TEMPO.CO, Jakarta: Kerugian negara akibat buruknya pengelolaan hutan mencapai Rp 19 triliun. Jumlah ini tidak sebanding dengan pendapatan negara dari pemanfaatan kawasan hutan yang diklaim Kementerian Kehutanan mencapai Rp 1,25 triliun.
Hal itu diungkapkan Manager Departemen Advokasi Wahana Lingkungan Hidup Indonesia (Walhi), Mukri Friatna, di Jakarta, Jumat, 16 Mei 2014.
Menurut Mukri, ada empat faktor mendasar yang membuat kerugian negara demikian besar dari pengelolaan hutan. Pertama, kasus illegal logging yang kian marak merambah hutan Indonesia. Kedua, kesalahan pemerintah menetapkan pengelolaan hutan sebagai penerimaan negara bukan pajak. Ketiga, beroperasinya perusahaan tambang di dalam kawasan hutan.
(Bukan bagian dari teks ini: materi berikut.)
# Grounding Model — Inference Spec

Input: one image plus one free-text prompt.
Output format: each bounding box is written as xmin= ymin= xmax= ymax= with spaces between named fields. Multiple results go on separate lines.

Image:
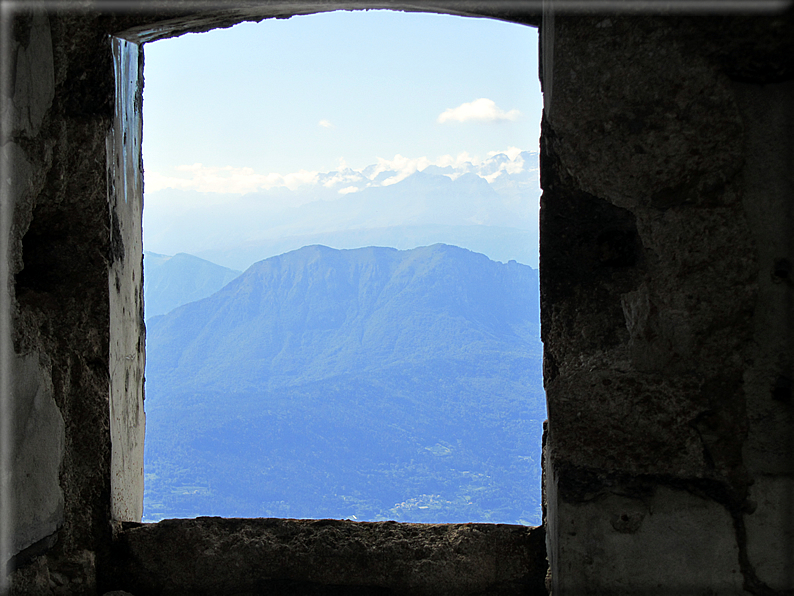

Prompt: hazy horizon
xmin=142 ymin=10 xmax=542 ymax=268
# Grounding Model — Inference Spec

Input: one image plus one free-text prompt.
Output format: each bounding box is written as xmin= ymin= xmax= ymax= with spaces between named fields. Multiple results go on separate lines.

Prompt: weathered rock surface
xmin=105 ymin=518 xmax=548 ymax=596
xmin=540 ymin=11 xmax=793 ymax=595
xmin=4 ymin=4 xmax=792 ymax=596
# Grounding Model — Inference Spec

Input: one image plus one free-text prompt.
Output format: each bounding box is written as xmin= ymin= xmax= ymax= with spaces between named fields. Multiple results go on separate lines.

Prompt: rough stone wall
xmin=106 ymin=36 xmax=145 ymax=526
xmin=540 ymin=12 xmax=793 ymax=595
xmin=5 ymin=9 xmax=118 ymax=595
xmin=1 ymin=4 xmax=543 ymax=595
xmin=734 ymin=78 xmax=794 ymax=594
xmin=2 ymin=3 xmax=792 ymax=596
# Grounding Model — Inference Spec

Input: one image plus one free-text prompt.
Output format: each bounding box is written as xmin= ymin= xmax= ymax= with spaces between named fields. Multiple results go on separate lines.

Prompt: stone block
xmin=107 ymin=518 xmax=548 ymax=596
xmin=548 ymin=483 xmax=744 ymax=595
xmin=745 ymin=475 xmax=794 ymax=591
xmin=9 ymin=12 xmax=54 ymax=139
xmin=9 ymin=353 xmax=64 ymax=559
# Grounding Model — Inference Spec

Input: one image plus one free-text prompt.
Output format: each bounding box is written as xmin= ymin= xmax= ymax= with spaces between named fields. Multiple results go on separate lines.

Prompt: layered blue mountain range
xmin=144 ymin=252 xmax=240 ymax=319
xmin=143 ymin=244 xmax=544 ymax=525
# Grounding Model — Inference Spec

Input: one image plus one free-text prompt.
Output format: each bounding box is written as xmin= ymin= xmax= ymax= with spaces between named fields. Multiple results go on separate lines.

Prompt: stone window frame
xmin=7 ymin=2 xmax=787 ymax=593
xmin=107 ymin=3 xmax=546 ymax=526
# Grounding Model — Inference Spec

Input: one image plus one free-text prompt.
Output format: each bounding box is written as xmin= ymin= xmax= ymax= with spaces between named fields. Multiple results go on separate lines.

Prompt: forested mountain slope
xmin=143 ymin=245 xmax=544 ymax=524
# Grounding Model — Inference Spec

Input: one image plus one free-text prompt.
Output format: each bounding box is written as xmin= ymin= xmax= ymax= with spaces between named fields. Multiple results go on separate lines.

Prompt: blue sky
xmin=141 ymin=11 xmax=545 ymax=525
xmin=142 ymin=9 xmax=541 ymax=194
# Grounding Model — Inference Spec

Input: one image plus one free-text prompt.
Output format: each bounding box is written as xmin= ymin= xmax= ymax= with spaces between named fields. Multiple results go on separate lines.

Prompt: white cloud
xmin=435 ymin=151 xmax=483 ymax=170
xmin=479 ymin=148 xmax=529 ymax=183
xmin=322 ymin=170 xmax=365 ymax=188
xmin=487 ymin=146 xmax=524 ymax=161
xmin=145 ymin=171 xmax=196 ymax=193
xmin=144 ymin=149 xmax=534 ymax=196
xmin=319 ymin=119 xmax=334 ymax=128
xmin=483 ymin=171 xmax=503 ymax=184
xmin=367 ymin=154 xmax=434 ymax=186
xmin=281 ymin=169 xmax=321 ymax=190
xmin=145 ymin=163 xmax=318 ymax=194
xmin=437 ymin=98 xmax=521 ymax=124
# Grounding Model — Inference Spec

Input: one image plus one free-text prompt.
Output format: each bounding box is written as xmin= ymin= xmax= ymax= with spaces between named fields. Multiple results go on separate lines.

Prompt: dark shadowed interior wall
xmin=2 ymin=3 xmax=791 ymax=595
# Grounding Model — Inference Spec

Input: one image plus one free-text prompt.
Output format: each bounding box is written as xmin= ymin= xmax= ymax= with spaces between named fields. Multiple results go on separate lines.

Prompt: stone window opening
xmin=6 ymin=3 xmax=790 ymax=594
xmin=134 ymin=10 xmax=544 ymax=528
xmin=102 ymin=7 xmax=549 ymax=595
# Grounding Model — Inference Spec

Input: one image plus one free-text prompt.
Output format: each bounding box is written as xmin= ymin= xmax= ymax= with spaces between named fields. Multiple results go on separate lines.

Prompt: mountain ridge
xmin=146 ymin=244 xmax=539 ymax=394
xmin=143 ymin=244 xmax=544 ymax=525
xmin=143 ymin=251 xmax=241 ymax=319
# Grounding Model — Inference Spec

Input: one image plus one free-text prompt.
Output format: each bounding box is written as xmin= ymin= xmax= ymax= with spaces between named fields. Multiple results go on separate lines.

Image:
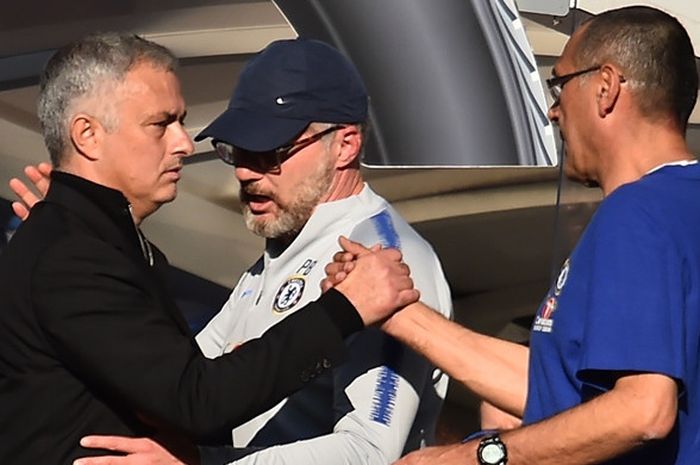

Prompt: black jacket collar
xmin=47 ymin=171 xmax=142 ymax=262
xmin=44 ymin=171 xmax=192 ymax=335
xmin=51 ymin=171 xmax=132 ymax=225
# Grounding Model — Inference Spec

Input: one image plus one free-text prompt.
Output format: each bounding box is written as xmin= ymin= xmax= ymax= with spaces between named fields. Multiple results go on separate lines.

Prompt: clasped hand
xmin=322 ymin=236 xmax=419 ymax=325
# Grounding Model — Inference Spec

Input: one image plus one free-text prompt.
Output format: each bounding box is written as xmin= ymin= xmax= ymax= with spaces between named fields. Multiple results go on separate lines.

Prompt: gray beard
xmin=241 ymin=156 xmax=335 ymax=240
xmin=242 ymin=198 xmax=312 ymax=240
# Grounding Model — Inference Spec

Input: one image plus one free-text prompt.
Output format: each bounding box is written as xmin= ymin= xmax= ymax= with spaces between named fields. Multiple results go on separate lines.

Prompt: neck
xmin=596 ymin=118 xmax=693 ymax=196
xmin=320 ymin=168 xmax=364 ymax=203
xmin=127 ymin=203 xmax=146 ymax=226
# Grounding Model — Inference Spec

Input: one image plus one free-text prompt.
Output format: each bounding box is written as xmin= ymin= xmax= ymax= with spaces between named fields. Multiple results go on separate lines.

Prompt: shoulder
xmin=33 ymin=234 xmax=137 ymax=285
xmin=348 ymin=201 xmax=431 ymax=251
xmin=592 ymin=177 xmax=679 ymax=236
xmin=349 ymin=206 xmax=444 ymax=270
xmin=349 ymin=202 xmax=453 ymax=315
xmin=346 ymin=190 xmax=443 ymax=263
xmin=581 ymin=180 xmax=675 ymax=256
xmin=6 ymin=201 xmax=102 ymax=269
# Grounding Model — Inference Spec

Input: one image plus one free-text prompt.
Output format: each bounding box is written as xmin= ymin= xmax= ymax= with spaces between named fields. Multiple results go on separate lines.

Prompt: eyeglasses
xmin=546 ymin=65 xmax=601 ymax=102
xmin=213 ymin=124 xmax=346 ymax=173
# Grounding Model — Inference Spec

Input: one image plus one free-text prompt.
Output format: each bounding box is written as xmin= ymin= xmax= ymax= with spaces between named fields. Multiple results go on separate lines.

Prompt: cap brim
xmin=194 ymin=108 xmax=309 ymax=152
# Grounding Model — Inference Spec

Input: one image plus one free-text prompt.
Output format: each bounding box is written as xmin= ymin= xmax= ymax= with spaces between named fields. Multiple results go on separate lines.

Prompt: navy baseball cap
xmin=195 ymin=38 xmax=368 ymax=152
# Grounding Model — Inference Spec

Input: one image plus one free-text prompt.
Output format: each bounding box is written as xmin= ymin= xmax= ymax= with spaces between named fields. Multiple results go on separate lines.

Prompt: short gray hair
xmin=310 ymin=121 xmax=370 ymax=158
xmin=575 ymin=6 xmax=698 ymax=131
xmin=38 ymin=32 xmax=178 ymax=166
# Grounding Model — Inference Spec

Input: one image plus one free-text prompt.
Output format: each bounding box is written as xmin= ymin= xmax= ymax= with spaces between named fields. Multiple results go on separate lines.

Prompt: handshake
xmin=322 ymin=236 xmax=420 ymax=326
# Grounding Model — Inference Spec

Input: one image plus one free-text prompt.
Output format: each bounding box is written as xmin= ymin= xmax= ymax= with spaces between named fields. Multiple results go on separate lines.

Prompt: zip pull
xmin=128 ymin=204 xmax=154 ymax=266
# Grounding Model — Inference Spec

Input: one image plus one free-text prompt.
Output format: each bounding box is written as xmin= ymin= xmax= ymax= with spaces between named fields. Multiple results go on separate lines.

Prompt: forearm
xmin=383 ymin=302 xmax=528 ymax=416
xmin=36 ymin=251 xmax=357 ymax=441
xmin=196 ymin=303 xmax=235 ymax=359
xmin=451 ymin=373 xmax=678 ymax=465
xmin=177 ymin=291 xmax=359 ymax=438
xmin=228 ymin=432 xmax=388 ymax=465
xmin=480 ymin=401 xmax=522 ymax=430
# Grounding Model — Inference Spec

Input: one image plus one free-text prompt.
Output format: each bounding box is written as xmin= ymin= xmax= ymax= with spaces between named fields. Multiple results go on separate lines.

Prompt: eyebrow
xmin=147 ymin=110 xmax=187 ymax=124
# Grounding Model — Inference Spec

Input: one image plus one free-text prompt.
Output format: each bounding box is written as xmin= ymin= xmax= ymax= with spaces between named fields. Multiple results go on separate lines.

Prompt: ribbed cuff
xmin=317 ymin=288 xmax=363 ymax=338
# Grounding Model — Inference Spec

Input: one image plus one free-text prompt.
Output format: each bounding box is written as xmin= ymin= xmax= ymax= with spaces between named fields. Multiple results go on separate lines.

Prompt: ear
xmin=335 ymin=125 xmax=362 ymax=168
xmin=69 ymin=114 xmax=103 ymax=161
xmin=596 ymin=64 xmax=623 ymax=117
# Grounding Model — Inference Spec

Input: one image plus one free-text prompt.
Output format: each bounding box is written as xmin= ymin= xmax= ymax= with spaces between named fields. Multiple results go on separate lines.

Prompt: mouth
xmin=163 ymin=165 xmax=183 ymax=181
xmin=241 ymin=188 xmax=276 ymax=214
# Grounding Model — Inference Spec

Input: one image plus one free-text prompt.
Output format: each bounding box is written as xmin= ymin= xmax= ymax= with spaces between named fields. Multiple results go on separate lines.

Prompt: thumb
xmin=338 ymin=235 xmax=372 ymax=256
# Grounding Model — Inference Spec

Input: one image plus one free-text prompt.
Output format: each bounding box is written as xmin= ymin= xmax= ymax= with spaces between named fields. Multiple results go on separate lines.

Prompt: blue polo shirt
xmin=524 ymin=163 xmax=700 ymax=465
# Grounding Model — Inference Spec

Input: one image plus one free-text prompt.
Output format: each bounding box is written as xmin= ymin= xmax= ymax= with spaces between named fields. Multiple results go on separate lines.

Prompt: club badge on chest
xmin=272 ymin=258 xmax=318 ymax=314
xmin=273 ymin=276 xmax=306 ymax=313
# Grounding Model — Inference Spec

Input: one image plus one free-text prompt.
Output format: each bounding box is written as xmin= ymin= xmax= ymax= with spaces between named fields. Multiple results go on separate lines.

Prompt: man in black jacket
xmin=0 ymin=33 xmax=417 ymax=464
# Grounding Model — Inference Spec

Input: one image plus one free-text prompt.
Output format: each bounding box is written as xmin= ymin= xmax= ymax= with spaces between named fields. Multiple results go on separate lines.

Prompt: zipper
xmin=127 ymin=204 xmax=154 ymax=266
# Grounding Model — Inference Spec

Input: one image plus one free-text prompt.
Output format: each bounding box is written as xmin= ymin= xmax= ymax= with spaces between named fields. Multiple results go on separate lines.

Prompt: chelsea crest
xmin=273 ymin=276 xmax=306 ymax=313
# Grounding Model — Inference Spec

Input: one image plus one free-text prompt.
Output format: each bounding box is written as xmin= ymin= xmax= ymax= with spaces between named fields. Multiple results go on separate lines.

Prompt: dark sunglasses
xmin=213 ymin=124 xmax=346 ymax=173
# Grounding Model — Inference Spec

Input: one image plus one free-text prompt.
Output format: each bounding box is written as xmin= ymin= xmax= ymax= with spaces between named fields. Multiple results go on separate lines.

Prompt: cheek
xmin=263 ymin=172 xmax=285 ymax=196
xmin=269 ymin=184 xmax=290 ymax=210
xmin=125 ymin=155 xmax=167 ymax=192
xmin=274 ymin=171 xmax=307 ymax=205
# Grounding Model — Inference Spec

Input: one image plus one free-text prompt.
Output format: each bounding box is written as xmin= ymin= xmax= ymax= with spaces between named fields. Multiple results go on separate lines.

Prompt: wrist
xmin=318 ymin=288 xmax=363 ymax=337
xmin=476 ymin=434 xmax=508 ymax=465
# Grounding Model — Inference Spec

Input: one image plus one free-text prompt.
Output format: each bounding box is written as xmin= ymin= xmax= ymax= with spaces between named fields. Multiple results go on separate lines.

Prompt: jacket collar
xmin=44 ymin=172 xmax=192 ymax=336
xmin=46 ymin=171 xmax=144 ymax=263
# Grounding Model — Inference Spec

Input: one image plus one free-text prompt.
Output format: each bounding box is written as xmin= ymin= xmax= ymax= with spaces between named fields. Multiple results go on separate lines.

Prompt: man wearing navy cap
xmin=195 ymin=39 xmax=452 ymax=465
xmin=74 ymin=38 xmax=453 ymax=465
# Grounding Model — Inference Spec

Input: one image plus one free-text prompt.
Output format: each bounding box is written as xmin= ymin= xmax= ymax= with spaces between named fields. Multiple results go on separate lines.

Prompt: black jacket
xmin=0 ymin=172 xmax=360 ymax=464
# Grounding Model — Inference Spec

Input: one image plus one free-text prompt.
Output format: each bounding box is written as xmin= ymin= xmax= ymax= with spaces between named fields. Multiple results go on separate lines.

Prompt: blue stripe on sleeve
xmin=370 ymin=211 xmax=401 ymax=249
xmin=367 ymin=212 xmax=401 ymax=426
xmin=369 ymin=334 xmax=402 ymax=426
xmin=370 ymin=366 xmax=400 ymax=426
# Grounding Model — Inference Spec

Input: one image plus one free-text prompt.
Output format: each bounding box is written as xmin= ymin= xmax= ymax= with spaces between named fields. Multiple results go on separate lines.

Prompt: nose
xmin=172 ymin=122 xmax=195 ymax=158
xmin=234 ymin=164 xmax=264 ymax=184
xmin=547 ymin=104 xmax=560 ymax=125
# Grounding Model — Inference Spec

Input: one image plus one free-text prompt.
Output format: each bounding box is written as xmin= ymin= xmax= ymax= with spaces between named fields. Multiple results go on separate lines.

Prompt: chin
xmin=562 ymin=160 xmax=583 ymax=182
xmin=160 ymin=184 xmax=179 ymax=202
xmin=563 ymin=170 xmax=596 ymax=188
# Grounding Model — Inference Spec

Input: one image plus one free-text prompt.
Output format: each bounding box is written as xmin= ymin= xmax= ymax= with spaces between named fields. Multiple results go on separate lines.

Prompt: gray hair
xmin=575 ymin=6 xmax=698 ymax=131
xmin=310 ymin=121 xmax=370 ymax=159
xmin=38 ymin=32 xmax=178 ymax=166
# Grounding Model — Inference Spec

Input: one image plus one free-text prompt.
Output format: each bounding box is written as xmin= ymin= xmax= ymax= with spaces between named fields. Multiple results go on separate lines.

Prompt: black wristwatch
xmin=476 ymin=434 xmax=508 ymax=465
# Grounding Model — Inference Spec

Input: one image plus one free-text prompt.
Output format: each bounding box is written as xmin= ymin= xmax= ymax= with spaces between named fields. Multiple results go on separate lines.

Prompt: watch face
xmin=481 ymin=443 xmax=505 ymax=464
xmin=477 ymin=436 xmax=508 ymax=465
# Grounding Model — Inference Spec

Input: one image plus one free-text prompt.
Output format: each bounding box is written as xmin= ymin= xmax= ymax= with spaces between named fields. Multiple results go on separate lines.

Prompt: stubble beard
xmin=241 ymin=155 xmax=335 ymax=240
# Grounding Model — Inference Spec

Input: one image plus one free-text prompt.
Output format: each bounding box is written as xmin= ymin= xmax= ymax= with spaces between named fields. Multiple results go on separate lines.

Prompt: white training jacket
xmin=196 ymin=185 xmax=453 ymax=465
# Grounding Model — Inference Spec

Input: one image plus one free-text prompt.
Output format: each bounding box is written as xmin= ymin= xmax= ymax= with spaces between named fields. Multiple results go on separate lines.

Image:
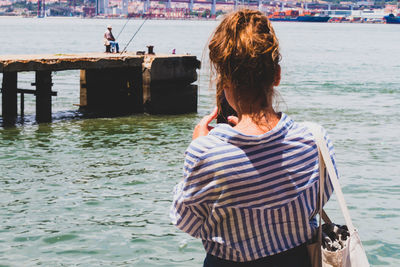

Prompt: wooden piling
xmin=1 ymin=72 xmax=18 ymax=125
xmin=79 ymin=69 xmax=87 ymax=107
xmin=35 ymin=70 xmax=53 ymax=123
xmin=20 ymin=92 xmax=24 ymax=117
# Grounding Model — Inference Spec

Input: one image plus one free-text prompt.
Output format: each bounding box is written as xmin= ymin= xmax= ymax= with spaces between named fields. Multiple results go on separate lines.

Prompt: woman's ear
xmin=273 ymin=65 xmax=281 ymax=86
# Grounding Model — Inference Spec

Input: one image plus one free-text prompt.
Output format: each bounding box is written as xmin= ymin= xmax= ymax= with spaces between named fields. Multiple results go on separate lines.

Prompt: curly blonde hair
xmin=209 ymin=9 xmax=281 ymax=122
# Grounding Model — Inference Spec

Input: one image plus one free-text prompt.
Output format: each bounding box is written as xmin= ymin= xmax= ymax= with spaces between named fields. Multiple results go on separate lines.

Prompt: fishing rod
xmin=116 ymin=16 xmax=132 ymax=40
xmin=120 ymin=17 xmax=149 ymax=54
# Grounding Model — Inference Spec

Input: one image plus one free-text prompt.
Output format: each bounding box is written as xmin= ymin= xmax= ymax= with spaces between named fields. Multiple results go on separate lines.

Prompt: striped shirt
xmin=170 ymin=113 xmax=336 ymax=262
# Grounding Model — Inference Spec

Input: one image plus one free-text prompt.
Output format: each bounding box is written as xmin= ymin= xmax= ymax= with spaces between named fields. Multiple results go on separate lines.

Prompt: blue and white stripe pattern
xmin=170 ymin=113 xmax=336 ymax=262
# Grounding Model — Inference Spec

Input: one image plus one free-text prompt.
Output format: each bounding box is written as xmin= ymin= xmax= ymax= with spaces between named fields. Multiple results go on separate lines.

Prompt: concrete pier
xmin=0 ymin=53 xmax=200 ymax=126
xmin=142 ymin=55 xmax=199 ymax=114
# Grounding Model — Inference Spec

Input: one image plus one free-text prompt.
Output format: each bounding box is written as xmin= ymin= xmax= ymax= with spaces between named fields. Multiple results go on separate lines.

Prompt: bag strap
xmin=316 ymin=146 xmax=324 ymax=244
xmin=317 ymin=142 xmax=332 ymax=225
xmin=321 ymin=209 xmax=331 ymax=224
xmin=306 ymin=122 xmax=355 ymax=233
xmin=305 ymin=121 xmax=329 ymax=225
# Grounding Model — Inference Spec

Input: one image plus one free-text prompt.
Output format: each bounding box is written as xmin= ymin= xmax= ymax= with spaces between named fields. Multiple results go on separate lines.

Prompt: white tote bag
xmin=306 ymin=122 xmax=370 ymax=267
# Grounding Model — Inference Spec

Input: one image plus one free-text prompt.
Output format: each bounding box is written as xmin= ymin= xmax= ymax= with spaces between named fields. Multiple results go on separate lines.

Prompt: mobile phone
xmin=217 ymin=95 xmax=237 ymax=125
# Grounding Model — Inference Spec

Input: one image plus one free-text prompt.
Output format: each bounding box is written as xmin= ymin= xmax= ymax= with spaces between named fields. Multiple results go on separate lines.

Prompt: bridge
xmin=95 ymin=0 xmax=278 ymax=16
xmin=36 ymin=0 xmax=304 ymax=18
xmin=140 ymin=0 xmax=263 ymax=15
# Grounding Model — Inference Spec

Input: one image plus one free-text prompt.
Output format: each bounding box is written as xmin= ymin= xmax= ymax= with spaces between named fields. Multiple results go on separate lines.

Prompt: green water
xmin=1 ymin=18 xmax=400 ymax=266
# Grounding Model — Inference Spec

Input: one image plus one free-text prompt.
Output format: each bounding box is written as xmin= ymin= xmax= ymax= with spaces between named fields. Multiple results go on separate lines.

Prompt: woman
xmin=171 ymin=9 xmax=337 ymax=267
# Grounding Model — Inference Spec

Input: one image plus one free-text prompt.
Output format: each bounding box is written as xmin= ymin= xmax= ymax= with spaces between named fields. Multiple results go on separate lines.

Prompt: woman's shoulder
xmin=185 ymin=130 xmax=231 ymax=161
xmin=294 ymin=121 xmax=331 ymax=141
xmin=292 ymin=121 xmax=336 ymax=157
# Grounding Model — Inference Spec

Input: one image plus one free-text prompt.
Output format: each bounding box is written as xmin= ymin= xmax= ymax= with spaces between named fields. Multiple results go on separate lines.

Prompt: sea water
xmin=0 ymin=17 xmax=399 ymax=266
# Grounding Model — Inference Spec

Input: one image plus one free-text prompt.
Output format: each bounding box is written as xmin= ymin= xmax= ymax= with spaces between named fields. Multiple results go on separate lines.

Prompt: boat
xmin=269 ymin=10 xmax=330 ymax=22
xmin=297 ymin=15 xmax=331 ymax=22
xmin=384 ymin=14 xmax=400 ymax=24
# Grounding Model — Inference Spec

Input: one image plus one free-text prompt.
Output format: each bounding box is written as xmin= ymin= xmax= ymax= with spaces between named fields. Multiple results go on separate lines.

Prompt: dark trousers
xmin=203 ymin=243 xmax=311 ymax=267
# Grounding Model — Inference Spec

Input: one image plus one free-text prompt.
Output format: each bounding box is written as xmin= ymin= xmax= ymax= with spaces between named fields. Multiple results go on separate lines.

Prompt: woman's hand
xmin=192 ymin=107 xmax=218 ymax=140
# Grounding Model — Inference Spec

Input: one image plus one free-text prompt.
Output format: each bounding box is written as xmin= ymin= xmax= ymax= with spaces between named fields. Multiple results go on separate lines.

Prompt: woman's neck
xmin=233 ymin=112 xmax=280 ymax=135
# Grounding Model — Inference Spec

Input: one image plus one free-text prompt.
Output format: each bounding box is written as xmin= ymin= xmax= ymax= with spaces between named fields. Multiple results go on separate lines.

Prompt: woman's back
xmin=171 ymin=113 xmax=336 ymax=262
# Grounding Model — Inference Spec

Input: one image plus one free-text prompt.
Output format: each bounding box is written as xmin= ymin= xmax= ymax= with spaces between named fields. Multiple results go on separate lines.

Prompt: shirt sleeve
xmin=170 ymin=148 xmax=208 ymax=238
Keempat, izin Hutan Tanaman Industri (HTI) dan Hak Pengusahaan Hutan (HPH) yang tidak tertib.
Mukri menggarisbawahi bahwa masalah pengelolaan hutan melalui mekanisme penerimaan negara bukan pajak yang sangat kontroversial. "Selama ini sistem yang dikenakan kepada perusahaan ialah pembayaran royalti sehingga sifatnya tidak bisa memaksa bila mereka tidak tertib membayar," kata Mukri.
Ia juga melihat akibat ketidaktegasan pemerintah merancang aturan dalam hal penerimaan negara dari pengelolaan hutan, sekitar 700 perusahaan yang beroperasi di kawasan hutan di Kalimantan, tidak memiliki Nomor Pokok Wajib Pajak (NPWP). "Tidak memiliki NPWP kan artinya mereka tidak membayar pajak dari kegiatan pemanfaatan hutan, dan itu semua perusahaan tambang," ujarnya. (Baca juga: Dalam Satu Tahun 2 Juta Hektare Hutan Dibabat)
Ia ungkapkan kebocoran penerimaan negara dari sektor kehutanan ini paling banyak terjadi di daerah yang luasan hutannya masih sangat besar. "Kalimantan, Riau, Sumatera Utara, dan Aceh paling tinggi kebocorannya," kata Mukri. Ia berharap pemerintah segera merevisi sistem penerimaan negara dari pemanfaatan hutan dari non-pajak menjadi wajib pajak.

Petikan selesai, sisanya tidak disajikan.